Proxy Solicitation Disclosure
A special meeting of FCG stockholders will be held on January 10, 2008 to obtain stockholder approval of the proposed merger with CSC. FCG has filed with the Securities and Exchange Commission and distributed to its stockholders a definitive proxy statement and other relevant documents in connection with the special stockholder meeting for the proposed merger. FCG stockholders are urged to read the definitive proxy statement and other relevant materials because they contain important information about FCG, CSC and the proposed transaction. Investors may obtain a free copy of these materials and other documents filed by FCG with the Securities and Exchange Commission at the SEC’s website at www.sec.gov, at FCG’s website at www.fcg.com or by sending a written request to FCG at First Consulting Group, Inc., 111 West Ocean Boulevard, 4th Floor, Long Beach, California 90802, Attention: Corporate Secretary.

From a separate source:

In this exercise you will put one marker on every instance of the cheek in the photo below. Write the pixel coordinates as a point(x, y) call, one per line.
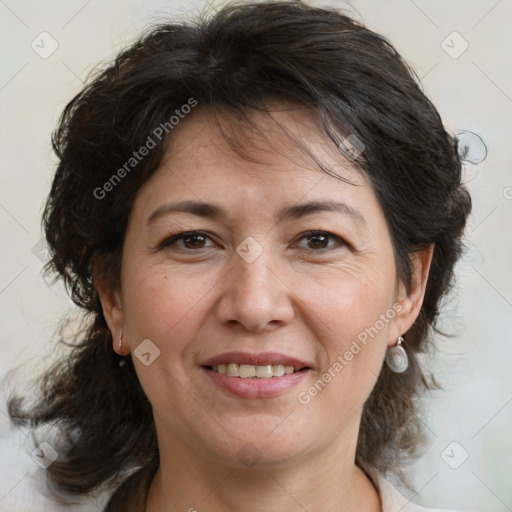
point(161, 305)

FCG and its directors, executive officers and certain other members of management and employees may be deemed to be participants in soliciting proxies from its stockholders in favor of the proposed merger. Information regarding the persons who may, under the rules of the SEC, be considered to be participants in the solicitation of FCG’s stockholders in connection with the proposed transaction will be set forth in FCG’s proxy statement for its special meeting. Additional information regarding these individuals and any interest they have in the proposed transaction will be set forth in the definitive proxy statement when it is filed with the SEC.